Prometheus Error Rate alert : interval range question


I am very new to Prometheus and have the following alert in Prometheus whose goal is to get triggered when number errors in the total number of requests is higher than 5 %:

sum(increase(errorMetric{service_name="someservice"}[5m])) /  sum(increase(http_requests_count{service_name="someservice", path="/some/path"}[5m])) > 0.05

I have an overall idea of the traffic and it can range between 100 requests per hour over 24h interval. How valuable is to have the interval set for 5m? Shall this range over a longer period of time, e.g. 1h. This alert goes off and it does not really inform us of a problem. What is your view?

Thank you


Solution

  • Buried in the mass Prometheus docs, there is a paragraph for increase function:

    increase should only be used with counters and native histograms where the components behave like counters. It is syntactic sugar for rate(v) multiplied by the number of seconds under the specified time range window, and should be used primarily for human readability.

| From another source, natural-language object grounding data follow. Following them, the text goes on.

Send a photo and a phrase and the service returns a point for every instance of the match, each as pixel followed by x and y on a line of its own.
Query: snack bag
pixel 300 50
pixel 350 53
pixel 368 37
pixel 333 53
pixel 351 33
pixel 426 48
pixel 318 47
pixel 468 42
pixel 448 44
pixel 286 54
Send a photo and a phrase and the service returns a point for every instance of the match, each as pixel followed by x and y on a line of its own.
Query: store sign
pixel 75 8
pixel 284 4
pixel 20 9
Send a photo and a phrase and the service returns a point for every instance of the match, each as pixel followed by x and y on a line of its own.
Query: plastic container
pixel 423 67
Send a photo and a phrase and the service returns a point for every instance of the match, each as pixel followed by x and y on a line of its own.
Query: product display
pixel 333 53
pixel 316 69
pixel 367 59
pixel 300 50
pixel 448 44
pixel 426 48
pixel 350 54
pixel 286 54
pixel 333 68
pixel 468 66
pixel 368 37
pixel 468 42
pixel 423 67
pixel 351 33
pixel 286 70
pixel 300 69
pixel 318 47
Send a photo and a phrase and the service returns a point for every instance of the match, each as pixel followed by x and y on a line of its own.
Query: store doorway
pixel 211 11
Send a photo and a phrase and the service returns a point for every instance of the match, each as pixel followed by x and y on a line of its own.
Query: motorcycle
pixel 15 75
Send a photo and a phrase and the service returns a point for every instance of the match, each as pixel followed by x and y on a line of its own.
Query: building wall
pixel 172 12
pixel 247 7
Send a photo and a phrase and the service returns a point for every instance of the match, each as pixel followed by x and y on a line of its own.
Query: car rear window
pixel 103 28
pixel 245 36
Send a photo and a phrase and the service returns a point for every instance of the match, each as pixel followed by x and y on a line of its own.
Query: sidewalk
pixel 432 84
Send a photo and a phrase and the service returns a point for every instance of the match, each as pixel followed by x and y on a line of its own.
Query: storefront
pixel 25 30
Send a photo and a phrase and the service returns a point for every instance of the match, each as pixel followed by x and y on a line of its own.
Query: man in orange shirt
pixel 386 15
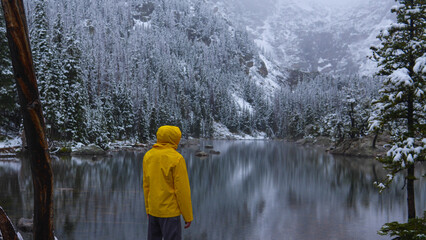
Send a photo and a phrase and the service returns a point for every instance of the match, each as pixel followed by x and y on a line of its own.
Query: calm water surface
pixel 252 190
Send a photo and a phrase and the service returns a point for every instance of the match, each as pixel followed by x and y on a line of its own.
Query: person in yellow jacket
pixel 166 187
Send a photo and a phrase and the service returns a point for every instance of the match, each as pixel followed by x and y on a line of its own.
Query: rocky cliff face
pixel 313 37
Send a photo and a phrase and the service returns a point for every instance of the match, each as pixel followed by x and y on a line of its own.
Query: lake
pixel 256 189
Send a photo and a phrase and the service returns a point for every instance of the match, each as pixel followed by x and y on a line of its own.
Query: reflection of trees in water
pixel 252 190
pixel 253 181
pixel 93 200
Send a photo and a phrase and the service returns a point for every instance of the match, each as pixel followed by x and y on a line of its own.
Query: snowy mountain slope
pixel 312 36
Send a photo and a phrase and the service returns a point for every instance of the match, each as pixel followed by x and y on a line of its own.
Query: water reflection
pixel 252 190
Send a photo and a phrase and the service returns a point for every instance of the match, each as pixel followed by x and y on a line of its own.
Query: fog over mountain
pixel 327 36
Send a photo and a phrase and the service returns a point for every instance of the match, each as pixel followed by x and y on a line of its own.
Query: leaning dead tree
pixel 34 126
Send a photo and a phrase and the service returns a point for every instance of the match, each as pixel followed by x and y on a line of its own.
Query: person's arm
pixel 145 188
pixel 183 192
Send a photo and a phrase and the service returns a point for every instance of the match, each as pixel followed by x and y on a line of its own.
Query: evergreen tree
pixel 75 95
pixel 9 112
pixel 401 105
pixel 41 49
pixel 54 103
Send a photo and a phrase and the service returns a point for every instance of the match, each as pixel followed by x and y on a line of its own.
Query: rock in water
pixel 89 150
pixel 201 154
pixel 25 225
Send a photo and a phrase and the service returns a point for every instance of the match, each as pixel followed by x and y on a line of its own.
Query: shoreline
pixel 359 147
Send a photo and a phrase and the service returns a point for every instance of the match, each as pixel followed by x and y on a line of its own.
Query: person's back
pixel 166 185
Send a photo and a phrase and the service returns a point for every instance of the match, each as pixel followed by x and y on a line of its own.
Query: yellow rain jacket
pixel 165 178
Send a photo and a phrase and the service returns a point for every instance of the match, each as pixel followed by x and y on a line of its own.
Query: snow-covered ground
pixel 222 132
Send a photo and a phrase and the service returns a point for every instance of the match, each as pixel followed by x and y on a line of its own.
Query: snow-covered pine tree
pixel 402 101
pixel 41 49
pixel 75 96
pixel 9 113
pixel 55 89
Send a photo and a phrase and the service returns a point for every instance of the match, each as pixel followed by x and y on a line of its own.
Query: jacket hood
pixel 169 135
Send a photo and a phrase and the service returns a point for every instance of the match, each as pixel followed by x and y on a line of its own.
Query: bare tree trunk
pixel 34 126
pixel 6 227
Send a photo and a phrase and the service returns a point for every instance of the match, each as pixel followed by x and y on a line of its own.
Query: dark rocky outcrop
pixel 25 225
pixel 263 71
pixel 201 154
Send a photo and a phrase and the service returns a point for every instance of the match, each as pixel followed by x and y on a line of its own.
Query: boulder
pixel 362 147
pixel 201 154
pixel 25 225
pixel 89 150
pixel 214 152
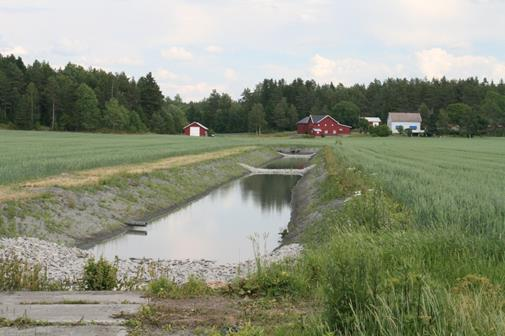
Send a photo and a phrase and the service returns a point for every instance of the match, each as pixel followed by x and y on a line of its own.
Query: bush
pixel 99 275
pixel 166 288
pixel 380 131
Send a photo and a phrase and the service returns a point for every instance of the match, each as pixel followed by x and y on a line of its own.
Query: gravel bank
pixel 66 264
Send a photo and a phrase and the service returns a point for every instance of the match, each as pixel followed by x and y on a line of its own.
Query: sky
pixel 195 46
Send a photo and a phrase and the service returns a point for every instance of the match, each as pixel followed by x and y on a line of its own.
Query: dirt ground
pixel 219 313
pixel 93 176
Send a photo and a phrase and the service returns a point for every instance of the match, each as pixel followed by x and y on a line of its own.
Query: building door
pixel 194 131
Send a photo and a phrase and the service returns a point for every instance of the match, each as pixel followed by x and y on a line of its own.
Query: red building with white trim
pixel 195 129
pixel 322 125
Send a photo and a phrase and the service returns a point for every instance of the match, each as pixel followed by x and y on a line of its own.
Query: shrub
pixel 166 288
pixel 99 275
pixel 18 275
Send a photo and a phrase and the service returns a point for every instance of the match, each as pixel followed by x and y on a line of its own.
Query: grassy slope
pixel 73 215
pixel 445 182
pixel 423 258
pixel 396 260
pixel 29 155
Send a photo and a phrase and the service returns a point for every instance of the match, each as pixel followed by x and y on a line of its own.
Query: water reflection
pixel 270 192
pixel 288 163
pixel 215 227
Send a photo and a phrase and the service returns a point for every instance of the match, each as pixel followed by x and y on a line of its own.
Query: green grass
pixel 445 182
pixel 420 254
pixel 27 154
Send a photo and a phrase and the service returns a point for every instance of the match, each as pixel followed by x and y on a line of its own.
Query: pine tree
pixel 151 98
pixel 257 118
pixel 86 108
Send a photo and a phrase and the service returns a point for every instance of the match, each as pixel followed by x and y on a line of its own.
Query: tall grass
pixel 395 260
pixel 444 182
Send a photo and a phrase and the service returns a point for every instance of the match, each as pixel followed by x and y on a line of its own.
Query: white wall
pixel 395 124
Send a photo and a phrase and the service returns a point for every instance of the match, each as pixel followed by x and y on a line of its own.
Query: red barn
pixel 195 129
pixel 321 125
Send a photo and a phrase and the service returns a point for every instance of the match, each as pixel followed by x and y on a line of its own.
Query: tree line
pixel 36 96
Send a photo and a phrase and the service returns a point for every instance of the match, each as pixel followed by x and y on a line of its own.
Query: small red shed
pixel 321 125
pixel 195 129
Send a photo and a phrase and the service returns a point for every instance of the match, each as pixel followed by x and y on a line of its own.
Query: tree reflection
pixel 271 192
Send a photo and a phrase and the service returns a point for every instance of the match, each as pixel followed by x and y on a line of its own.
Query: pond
pixel 217 226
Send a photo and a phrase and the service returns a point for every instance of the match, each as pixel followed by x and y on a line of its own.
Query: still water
pixel 217 226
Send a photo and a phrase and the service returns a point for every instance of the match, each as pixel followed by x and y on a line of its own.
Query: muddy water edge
pixel 218 225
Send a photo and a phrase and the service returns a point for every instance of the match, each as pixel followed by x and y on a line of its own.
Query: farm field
pixel 421 251
pixel 444 181
pixel 27 155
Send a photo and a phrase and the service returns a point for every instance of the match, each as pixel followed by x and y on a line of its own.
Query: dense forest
pixel 37 96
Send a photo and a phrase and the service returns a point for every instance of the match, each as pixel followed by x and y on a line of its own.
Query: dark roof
pixel 405 116
pixel 304 120
pixel 315 119
pixel 318 118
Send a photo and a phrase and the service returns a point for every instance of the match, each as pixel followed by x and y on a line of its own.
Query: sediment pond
pixel 218 226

    So answer your questions:

    1. Is there a strong reason as why I should use rate as opposed to increase?

      Yes, use the rate function.

    2. How valuable is to have the interval set for 5m?

      Not so valuable. Since your RPS/QPS is very small - less than 10 per 5m, you may get some 5m time ranges with little or zero requests and others with much more requests. The alert rule will be too sensitive or just wrong in a wider time range view. 30m or 1h range might be better.

    By the way, time series on each side of division operator should have matching labels to make the alert rule work.